Addressing the large crowd gathered for Mass and veneration of the relics in Saint Patrick’s Cathedral, Archbishop Eamon said that there’s nothing as awful as losing hope, and sadly it is all too common for that to happen today – maybe in many cases it’s because of first losing faith, or losing the gift of loving or feeling loved. He said, “Too many people today are gripped by despair, including young people whose lives are meant to be filled with dreams and wishes for the future. Anxiety and depression have a hold on many Irish lives. No doubt the heavy hand of austerity, financial pressure and unemployment has played its part, but so too have the impossible expectations of appearance, popularity, instant gratification and the shallow fantasy of celebrity culture. Perhaps we’ve also ‘unlearned’ how to cope with the reality of sacrifice, disappointment, and the failure that is part and parcel of life in this ‘vale of tears’.
“Christ is our light and our hope, the one who never lets us down and who offers purpose and meaning to life. If Saint Anthony wants to help rekindle hope, no doubt he will want to call upon the kindness, encouragement, perseverance and unselfish commitment of others, including ourselves, to light the flame of hope for someone else.”

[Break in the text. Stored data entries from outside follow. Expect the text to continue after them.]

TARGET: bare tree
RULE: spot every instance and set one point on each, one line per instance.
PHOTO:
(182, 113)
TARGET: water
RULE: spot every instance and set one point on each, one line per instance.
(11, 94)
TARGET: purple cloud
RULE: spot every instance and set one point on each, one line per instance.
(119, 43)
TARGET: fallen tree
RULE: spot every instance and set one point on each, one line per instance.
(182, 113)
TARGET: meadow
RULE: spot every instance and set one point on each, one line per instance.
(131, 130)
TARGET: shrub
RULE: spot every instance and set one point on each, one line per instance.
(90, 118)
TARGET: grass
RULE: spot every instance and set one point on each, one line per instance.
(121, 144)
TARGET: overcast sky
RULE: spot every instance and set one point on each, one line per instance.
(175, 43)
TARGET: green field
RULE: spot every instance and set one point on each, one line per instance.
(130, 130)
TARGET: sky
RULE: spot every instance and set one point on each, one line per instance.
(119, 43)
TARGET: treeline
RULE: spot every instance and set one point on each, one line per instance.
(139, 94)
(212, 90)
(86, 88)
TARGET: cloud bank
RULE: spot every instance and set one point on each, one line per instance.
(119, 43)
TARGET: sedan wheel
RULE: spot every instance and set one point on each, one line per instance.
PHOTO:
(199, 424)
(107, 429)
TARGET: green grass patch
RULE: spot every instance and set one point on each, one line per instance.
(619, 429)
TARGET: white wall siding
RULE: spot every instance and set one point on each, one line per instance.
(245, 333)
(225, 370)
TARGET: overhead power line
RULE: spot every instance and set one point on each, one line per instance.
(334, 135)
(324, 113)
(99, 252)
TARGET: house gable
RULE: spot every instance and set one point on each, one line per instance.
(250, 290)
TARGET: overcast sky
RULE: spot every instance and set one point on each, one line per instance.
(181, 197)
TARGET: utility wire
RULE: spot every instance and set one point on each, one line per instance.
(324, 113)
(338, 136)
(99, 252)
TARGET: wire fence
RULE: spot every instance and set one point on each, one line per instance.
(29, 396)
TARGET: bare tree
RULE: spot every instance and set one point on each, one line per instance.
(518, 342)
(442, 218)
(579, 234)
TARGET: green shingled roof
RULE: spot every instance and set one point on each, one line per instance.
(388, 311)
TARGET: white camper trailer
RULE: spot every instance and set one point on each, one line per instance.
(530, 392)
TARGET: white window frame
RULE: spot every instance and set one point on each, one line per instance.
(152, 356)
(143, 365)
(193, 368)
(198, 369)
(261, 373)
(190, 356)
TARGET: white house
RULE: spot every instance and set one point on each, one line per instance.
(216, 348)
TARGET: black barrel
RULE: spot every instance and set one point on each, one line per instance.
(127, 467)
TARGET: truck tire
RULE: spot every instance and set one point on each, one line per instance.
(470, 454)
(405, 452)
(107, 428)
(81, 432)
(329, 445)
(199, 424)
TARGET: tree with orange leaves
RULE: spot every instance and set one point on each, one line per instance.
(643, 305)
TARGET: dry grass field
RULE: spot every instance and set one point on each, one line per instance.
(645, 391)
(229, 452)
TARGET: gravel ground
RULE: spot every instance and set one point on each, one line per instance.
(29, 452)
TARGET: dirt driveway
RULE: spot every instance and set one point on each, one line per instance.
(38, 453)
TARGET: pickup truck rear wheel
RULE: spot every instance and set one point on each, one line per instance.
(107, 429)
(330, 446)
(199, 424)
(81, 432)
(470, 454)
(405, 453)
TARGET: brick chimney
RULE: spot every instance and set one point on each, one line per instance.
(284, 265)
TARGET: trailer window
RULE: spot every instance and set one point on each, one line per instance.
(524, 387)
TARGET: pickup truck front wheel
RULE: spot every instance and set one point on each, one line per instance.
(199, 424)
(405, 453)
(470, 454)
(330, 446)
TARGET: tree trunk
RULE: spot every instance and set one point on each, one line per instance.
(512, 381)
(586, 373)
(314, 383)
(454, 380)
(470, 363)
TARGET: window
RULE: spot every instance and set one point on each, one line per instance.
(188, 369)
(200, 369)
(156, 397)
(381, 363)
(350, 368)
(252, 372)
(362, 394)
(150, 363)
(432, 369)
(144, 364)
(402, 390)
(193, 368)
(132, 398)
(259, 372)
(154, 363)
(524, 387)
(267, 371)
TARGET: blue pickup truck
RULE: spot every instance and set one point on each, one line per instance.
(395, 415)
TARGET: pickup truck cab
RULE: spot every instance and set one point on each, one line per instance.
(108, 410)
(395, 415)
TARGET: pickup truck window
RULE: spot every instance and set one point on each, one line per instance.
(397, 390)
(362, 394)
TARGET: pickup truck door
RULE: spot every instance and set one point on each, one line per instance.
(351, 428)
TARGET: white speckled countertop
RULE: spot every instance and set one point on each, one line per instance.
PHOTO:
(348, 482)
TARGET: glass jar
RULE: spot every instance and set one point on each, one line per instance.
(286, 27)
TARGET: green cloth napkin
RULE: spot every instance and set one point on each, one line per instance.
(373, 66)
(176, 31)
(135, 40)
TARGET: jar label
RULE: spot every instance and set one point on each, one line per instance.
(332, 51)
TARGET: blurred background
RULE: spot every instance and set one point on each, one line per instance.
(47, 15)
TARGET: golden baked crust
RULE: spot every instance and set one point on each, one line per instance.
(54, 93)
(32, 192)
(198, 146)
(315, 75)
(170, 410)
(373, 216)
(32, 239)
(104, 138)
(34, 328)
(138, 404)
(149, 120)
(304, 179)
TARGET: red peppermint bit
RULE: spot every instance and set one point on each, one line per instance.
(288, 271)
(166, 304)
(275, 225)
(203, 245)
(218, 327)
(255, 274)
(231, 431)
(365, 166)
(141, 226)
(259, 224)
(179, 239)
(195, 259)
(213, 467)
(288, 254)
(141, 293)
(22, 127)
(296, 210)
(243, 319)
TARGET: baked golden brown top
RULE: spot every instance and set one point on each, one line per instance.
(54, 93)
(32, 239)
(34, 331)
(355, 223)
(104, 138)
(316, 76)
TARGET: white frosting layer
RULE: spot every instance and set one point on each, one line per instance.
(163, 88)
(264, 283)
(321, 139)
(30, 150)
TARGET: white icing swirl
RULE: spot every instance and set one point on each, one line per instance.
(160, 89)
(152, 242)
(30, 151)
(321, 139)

The archbishop said that he has given Saint Anthony quite a tall order this evening, but he said that “if even one or two people who come here to visit the relics find their love, faith or hope restored, I will be happy. And I know that all of you, inspired by the ‘Doctor of the Good News’ can help make that happen.”
Archbishop Eamon concluded his homily by saying, “Actions speak louder than words, Saint Anthony taught; we witness to Christ by the way we live our lives. Saint Paul wrote that when God’s power is at work in us we can do immeasurably more than we can ever ask or imagine (Eph 3:20).
“If each of us left here tonight determined, like Saint Anthony of Padua to carry the child Jesus in our arms wherever we go, holding up to others our friendship with Jesus, opening to them the consolation found in God’s Word, then who knows how many lives could be touched by the visit of these relics to our country and our Cathedral!”
Night prayer will begin in the cathedral at 10.00pm tonight. Masses with the relics will be celebrated tomorrow at 8.00am and 10.00am, and the Holy Rosary will be prayed at 12.00pm. The relics will depart the Cathedral at 1.00pm.